It's obvious that lately I haven't been blogging much. I kinda lost the focus- or rather- I haven't been sure what exactly I should focus on here. Should it be what's happening here in Tirana ie. news, politics, traffic etc, or maybe it should be just my reaction to life in Albania. But I think that's been the problem- like I said a while ago, after a couple of years in one place it's not new anymore and it's harder to find interesting things around you. Of course things are constantly changing around here, but it's one step forward, two steps back. So let's see if I just focus on the things I do everyday if that doesn't help me to get my groove back here.
Albanian Landscape
Last weekend we were able to drive down to Ohrid Macedonia to meet up with friends who used to live here in Tirana. The weather was amazing- sunny, warm and clear. We left Tirana early in the morning and took the Elbasan road over the mountains. It's a shorter distance than going via Durres but it takes just as long (or maybe longer) time wise. But it's incredibly beautiful if you can stand the curvy mountain road. I have no problem with nausea or carsickness so when the weather is fine I always chose the mountain route.
Being Canadians we had to first arrange a visa for Macedonia in the week before our trip. It's not possible for Canadians to buy visas at the border, so we paid 22 euros each and got 10 day visas.

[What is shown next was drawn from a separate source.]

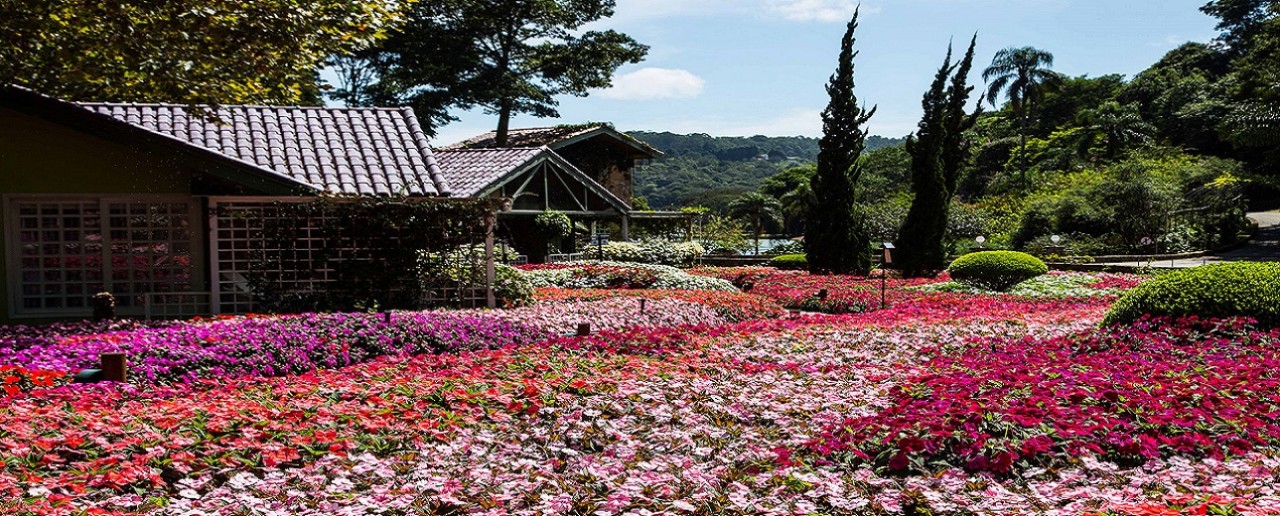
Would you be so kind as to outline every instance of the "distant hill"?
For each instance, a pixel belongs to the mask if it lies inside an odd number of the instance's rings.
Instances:
[[[804,136],[723,137],[632,131],[666,157],[640,166],[635,195],[655,209],[689,205],[722,207],[760,187],[778,172],[818,159],[818,138]],[[867,150],[902,145],[904,138],[867,138]]]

Crossing the border was fast and easy. We immediately noticed the difference in the landscape. Albania has been deforested all around the border area- I imagine Hoxja did this some time in the past in order to make it easier to see any one who was trying to escape the country. On the Macedonian side the mountains are still covered in lush old forests.
Lake Ohrid
Ohrid is a charming, historical city located on the shore of Lake Ohrid, Europe's oldest lake! Only a few lakes in the entire world are older than Lake Ohrid. It's clean, cold, and deep, and is used for many types of recreation. Lots of boating, fishing, and when it's summer- swimming. Anyhow-- it's quite a lively resort town and was fully occupied by various conventions and trade fairs last weekend.

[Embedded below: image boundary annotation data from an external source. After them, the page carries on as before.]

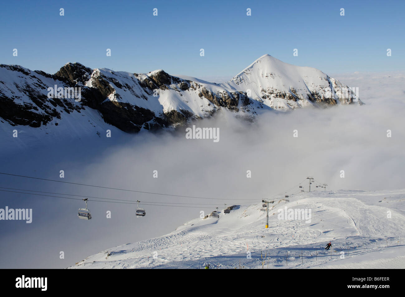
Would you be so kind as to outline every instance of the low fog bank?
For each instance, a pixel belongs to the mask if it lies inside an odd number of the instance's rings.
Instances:
[[[350,80],[343,81],[357,86]],[[218,200],[2,176],[3,187],[192,207],[146,205],[146,216],[136,218],[136,205],[89,201],[93,219],[86,221],[77,216],[78,208],[85,206],[82,201],[0,192],[0,207],[31,208],[33,213],[30,224],[1,222],[0,252],[7,256],[2,257],[0,267],[66,267],[109,247],[167,233],[198,217],[201,211],[207,214],[215,207],[222,209],[224,203],[258,202],[278,194],[276,197],[281,197],[292,187],[289,193],[298,192],[297,184],[309,175],[327,184],[328,191],[403,188],[403,85],[394,81],[384,93],[379,83],[364,79],[359,84],[360,99],[366,103],[361,106],[269,111],[252,123],[224,112],[195,123],[218,128],[217,142],[187,139],[185,129],[120,135],[117,140],[113,134],[112,143],[103,138],[58,142],[9,155],[1,172]],[[367,92],[375,97],[363,96]],[[391,130],[391,137],[387,137],[387,130]],[[60,170],[64,171],[64,179],[59,177]],[[153,177],[155,170],[157,178]],[[248,170],[251,178],[247,177]],[[307,190],[307,183],[302,185]],[[185,203],[193,204],[173,204]],[[111,212],[111,219],[106,218],[107,210]],[[60,251],[65,252],[64,259],[59,259]]]

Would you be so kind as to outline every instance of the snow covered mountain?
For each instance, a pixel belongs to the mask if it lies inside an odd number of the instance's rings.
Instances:
[[[315,191],[270,205],[268,229],[261,203],[241,205],[69,268],[405,268],[405,190]],[[310,218],[281,217],[291,209]]]
[[[49,88],[62,92],[57,94]],[[69,88],[77,88],[79,100],[70,96]],[[101,120],[133,132],[184,125],[222,110],[251,118],[262,109],[362,104],[355,94],[344,91],[349,90],[319,70],[284,63],[269,55],[221,84],[175,77],[163,70],[131,73],[68,63],[50,75],[2,64],[0,121],[56,129],[75,122],[72,115],[87,119],[85,122]],[[86,111],[89,109],[98,113]]]

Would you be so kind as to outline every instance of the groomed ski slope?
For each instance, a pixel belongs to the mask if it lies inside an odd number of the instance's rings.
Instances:
[[[267,229],[262,203],[241,205],[229,214],[221,210],[219,219],[192,220],[69,268],[261,269],[261,252],[264,269],[405,268],[405,190],[314,191],[288,199],[270,204]],[[285,207],[310,209],[310,222],[278,219]]]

Church of St. Pantheleimon
We only stayed for the day- enjoying a LONG walk through the town and all the way up to the top of the hill where the church of St. John the Baptist is located and then further uphill to the Church of St. Pantheleimon. We pushed ourselves to go just a bit further and made it up to the fortress where we stopped for a short rest. Along the way we stopped to watch some local people who were making Ajvar- the yummy relish made from roasted red peppers. Man does it smell delicious!!!
Making Ajvar
Late in the day we stopped in Struga for a coffee by the river, then drove up through the mountains to Skopje. The city was having something it calls "White Nights" and everything in the downtown core was open all night, including museums, so we went to the National Gallery at close to midnight and saw the interesting Japanese exhibition.
Vesna & I in Downtown Skopje
A lot of the city was destroyed during the earthquake some years ago, so much of the city is new or rebuilt, with a few areas still retaining the historical character. We had a guided tour of the Church of the Salvation, and then a fantastic lunch in a garden restaurant on the outskirts of the city. Then we headed back to Albania, arriving in Tirana quite late at night. As always, it was nice to be home again.
6 comments:
I think you have your groove back, Kim! Not that I ever thought you had lost it. You can never go wrong with showing us what's around you. But I know what you mean. By now, I'm thinking everyone is bored by any similar shots I might have in Amsterdam, simply because I see them every day. Through you I'm realizing that since WE don't see Albania every day, you probably could never bore us with your everyday shots. Just keep showing them!
Hi Kim
Great to see some photos of Ohrid and Skopje. Despite all my travels in the Balkans, my memory of Macedonia was just a motorway on the way from Thessaloniki to the Kosovo border and I never managed to get back to do any proper sightseeing.
I know what you mean, Kim, when you say you feel as if you've lost your groove. I am having the same problem of "where to go, what to do" with my blog, and I think it is at least in part because things have become so familiar after living in Yerevan for almost three years. I am also kind of struggling with that - and because of that not blogging a lot.
Hi Kim, Interesting trip. It seems that now white nights are multiplying all over Europe...
The Lake looks quite blue and beautiful, and St. Pantheleimon looks great (what a name; it remembers PantaleĆ³n Pantoja, hero of the novel by Mario Vargas Llosa: "PantaleĆ³n y las visitadoras"...)!
I'm still along the Rhine on Blogtrotter.
Sorry for the mess with the comments!